In terms of usability, the Ariel Pro requires a level of organization that many beginning backpackers might not find user-friendly. Other than the main compartment, there are only three other pockets – the top-lid and two giant pouches on the sides that have replaced the standard hip-belt pockets. One is zippered while the other features a drawstring opening. Presumably this is to make a water bottle more accessible, but for me it sits at just the right angle for my elbow to hit as I walk. Instead, I used the two side pockets to carry an extra layer plus all my snacks for the day.

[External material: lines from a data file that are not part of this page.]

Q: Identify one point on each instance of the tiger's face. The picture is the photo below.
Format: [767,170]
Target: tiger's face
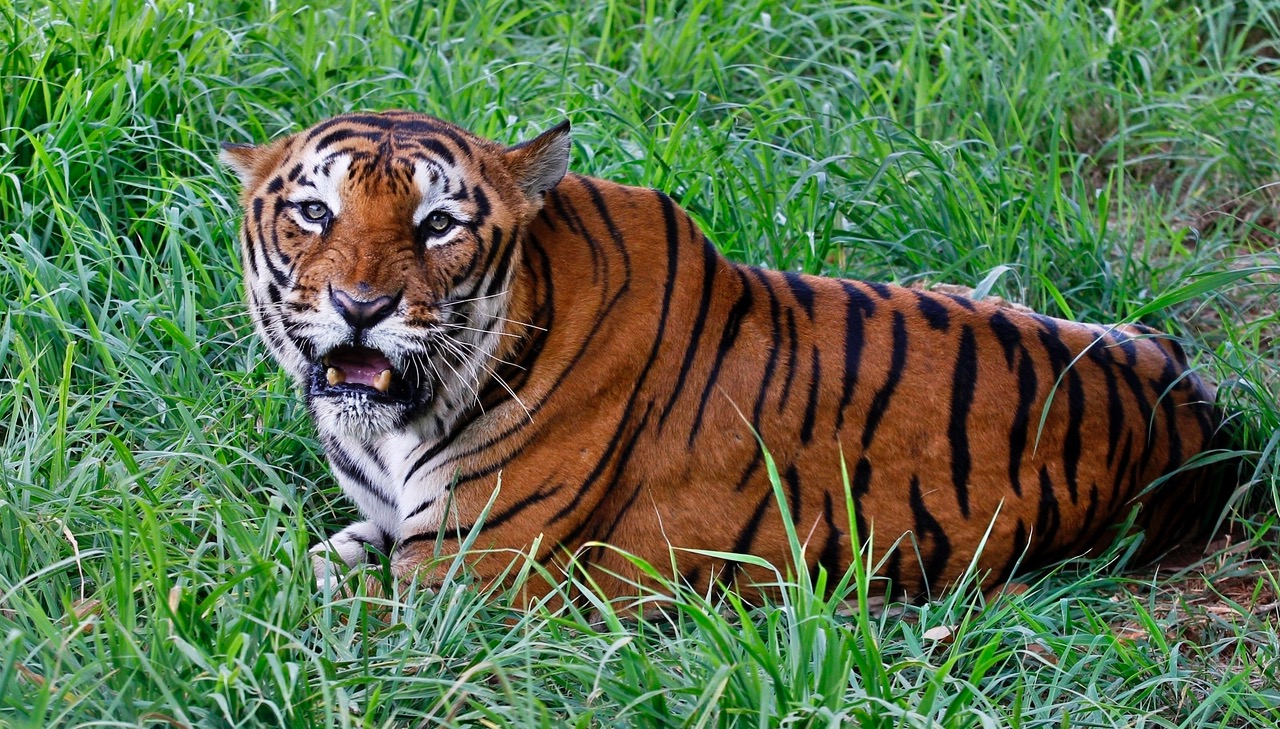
[378,253]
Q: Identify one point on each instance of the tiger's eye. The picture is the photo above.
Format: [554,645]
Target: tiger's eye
[315,211]
[438,221]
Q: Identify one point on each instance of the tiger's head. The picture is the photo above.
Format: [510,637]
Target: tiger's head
[378,253]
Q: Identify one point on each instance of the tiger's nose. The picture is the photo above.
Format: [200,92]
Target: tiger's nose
[361,313]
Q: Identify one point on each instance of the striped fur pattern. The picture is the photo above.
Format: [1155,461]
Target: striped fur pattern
[583,344]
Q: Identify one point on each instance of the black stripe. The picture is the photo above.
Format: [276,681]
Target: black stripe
[1027,388]
[1008,334]
[881,289]
[1048,519]
[1101,357]
[728,335]
[897,362]
[810,408]
[801,290]
[613,487]
[1015,554]
[1165,389]
[964,381]
[1060,357]
[933,311]
[792,477]
[438,148]
[928,528]
[831,555]
[858,308]
[746,536]
[792,349]
[342,136]
[668,212]
[776,345]
[344,464]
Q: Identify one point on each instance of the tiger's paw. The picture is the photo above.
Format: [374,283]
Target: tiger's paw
[332,558]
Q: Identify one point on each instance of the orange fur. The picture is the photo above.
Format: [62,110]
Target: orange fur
[634,363]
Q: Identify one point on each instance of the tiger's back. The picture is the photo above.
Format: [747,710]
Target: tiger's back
[635,366]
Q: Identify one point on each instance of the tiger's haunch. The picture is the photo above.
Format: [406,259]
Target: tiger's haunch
[458,313]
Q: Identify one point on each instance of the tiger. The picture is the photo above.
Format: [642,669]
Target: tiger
[508,357]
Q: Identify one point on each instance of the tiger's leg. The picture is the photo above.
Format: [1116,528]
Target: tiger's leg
[350,546]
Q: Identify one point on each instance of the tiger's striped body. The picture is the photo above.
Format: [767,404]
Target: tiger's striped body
[584,344]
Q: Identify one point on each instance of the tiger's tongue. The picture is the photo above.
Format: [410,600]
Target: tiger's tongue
[360,366]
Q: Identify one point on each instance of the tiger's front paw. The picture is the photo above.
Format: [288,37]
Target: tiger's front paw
[346,549]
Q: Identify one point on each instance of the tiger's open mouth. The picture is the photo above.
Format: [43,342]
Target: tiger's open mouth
[359,371]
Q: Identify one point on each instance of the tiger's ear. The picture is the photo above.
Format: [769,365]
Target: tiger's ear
[251,164]
[540,163]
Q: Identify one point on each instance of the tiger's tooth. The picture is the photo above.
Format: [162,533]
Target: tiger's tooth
[336,376]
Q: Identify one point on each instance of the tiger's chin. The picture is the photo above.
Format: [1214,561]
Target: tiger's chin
[356,391]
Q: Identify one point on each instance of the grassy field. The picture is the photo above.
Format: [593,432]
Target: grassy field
[159,484]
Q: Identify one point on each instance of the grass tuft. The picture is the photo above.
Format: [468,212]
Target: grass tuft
[159,489]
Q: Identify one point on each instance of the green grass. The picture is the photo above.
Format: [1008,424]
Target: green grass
[159,484]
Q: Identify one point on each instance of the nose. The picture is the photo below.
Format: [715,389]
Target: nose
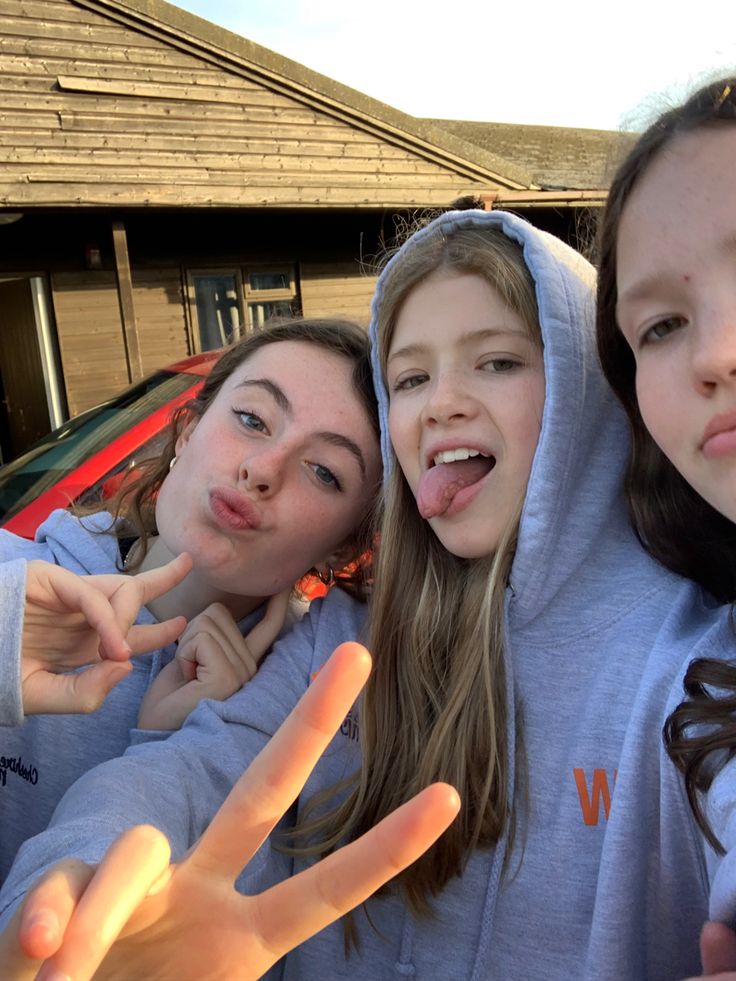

So, those are the positives. Let’s take a look at the negatives. First, how much does mesh weigh, really? As suspected, I missed the stretchy pockets on the front and sides. Usually I carry my wet water filter on the outside of my pack, but without the mesh pocket I had to hang it (and some other damp items) from the compression straps like a merry peddler off to market. Second and not necessarily a negative, the Ariel Pro only comes in a 65L size, which makes it easy to decide what to buy. Third, well, I don’t have a third. The Ariel Pro is a pretty sweet backpack.
Osprey seems to be marketing this to mountaineers and guides, but the Aether/Ariel Pro is a bomber choice for anyone who seeks extended wilderness adventures and needs a comfortable and reliable backpack to do the job.
Load Range: 35-60 lb
Weight (Women's size small): 3.73 lb
Dimensions (Women's size small): 32.68H X 16.14W X 14.17D IN.